Figure BDA0003103535200000102
training D to maximize the correct discrimination of the samples from the training data and G. At the same time, G was trained to minimize logarithms (1-D (G (Z))).
Random edge deletion technology:
in order to solve the problems of overfitting and overflustering caused by deepening the attention layer of the graph, the invention designs a random edge deletion technology (RDedge) aiming at the attention model of the graph. Dropedge has contributed to the graph model's resistance to over-smoothing, but it does not work well for deep graph attention models because graph attention does not rely on the graph's Laplace matrix during aggregation.
The invention deepens the figure attention layer number (8 layers) in the encoder to obtain a deep figure attention model and provides RDedge. In each training, the RDEdge technique randomly deletes a certain proportion of the edges of the input graph. In particular, it randomly resets Vp non-zero elements of the adjacency matrix a toZero, where V is the total number of edges and p is the deletion rate. If the adjacency matrix after randomly deleting edges is represented as ArdThen, the relationship between the original image and the original image adjacency matrix a is:
Ard=A-A′#(17)
in the formula: a' is a subset of the original adjacent matrix A and has a size VpA sparse matrix of (2). In the process of aggregation of the attention, the adjacency matrix a does not directly participate in the operation, but the adjacent nodes need to be identified by the adjacency matrix a.
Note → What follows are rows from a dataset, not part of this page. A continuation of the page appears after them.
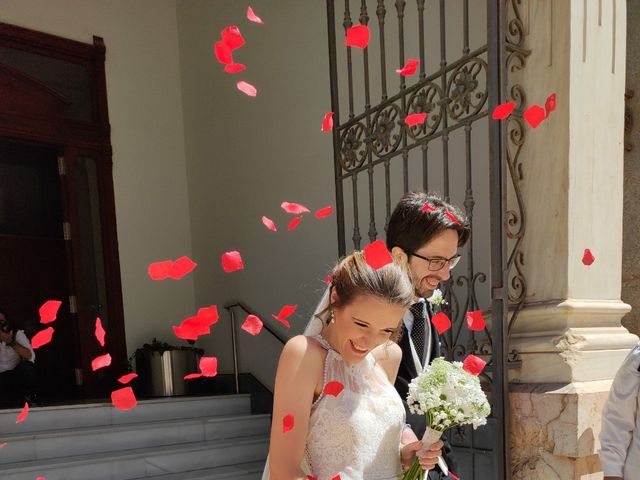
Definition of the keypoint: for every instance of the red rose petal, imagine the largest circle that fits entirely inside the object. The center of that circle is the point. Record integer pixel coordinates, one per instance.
(415, 118)
(232, 261)
(475, 321)
(252, 325)
(441, 322)
(234, 67)
(550, 104)
(358, 36)
(377, 255)
(285, 312)
(267, 222)
(209, 366)
(534, 115)
(324, 212)
(452, 217)
(124, 398)
(473, 365)
(232, 38)
(247, 88)
(428, 208)
(101, 362)
(588, 257)
(503, 110)
(223, 53)
(294, 208)
(208, 315)
(327, 122)
(127, 378)
(409, 68)
(181, 267)
(294, 223)
(99, 332)
(42, 338)
(23, 413)
(49, 311)
(333, 388)
(287, 423)
(159, 270)
(252, 17)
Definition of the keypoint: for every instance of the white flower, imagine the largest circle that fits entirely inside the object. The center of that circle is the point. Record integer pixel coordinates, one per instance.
(448, 395)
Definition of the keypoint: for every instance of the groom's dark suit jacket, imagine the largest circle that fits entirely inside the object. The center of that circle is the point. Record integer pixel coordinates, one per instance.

In the attention level of the graph, the unnormalized attention coefficient e is obtained by the formula (2)ijAfter that, a mask operation (mask) is required:
eijrd=Ard⊙eij#(18)
the invention obtains e after mask operationijrdThe weight coefficient alpha of each neighbor node can be obtained by carrying out normalization operation in the formula (3)ijrd. And finally, carrying out graph attention aggregation through the obtained weight coefficients to realize the optimization of the deep graph attention model by the RDEdge.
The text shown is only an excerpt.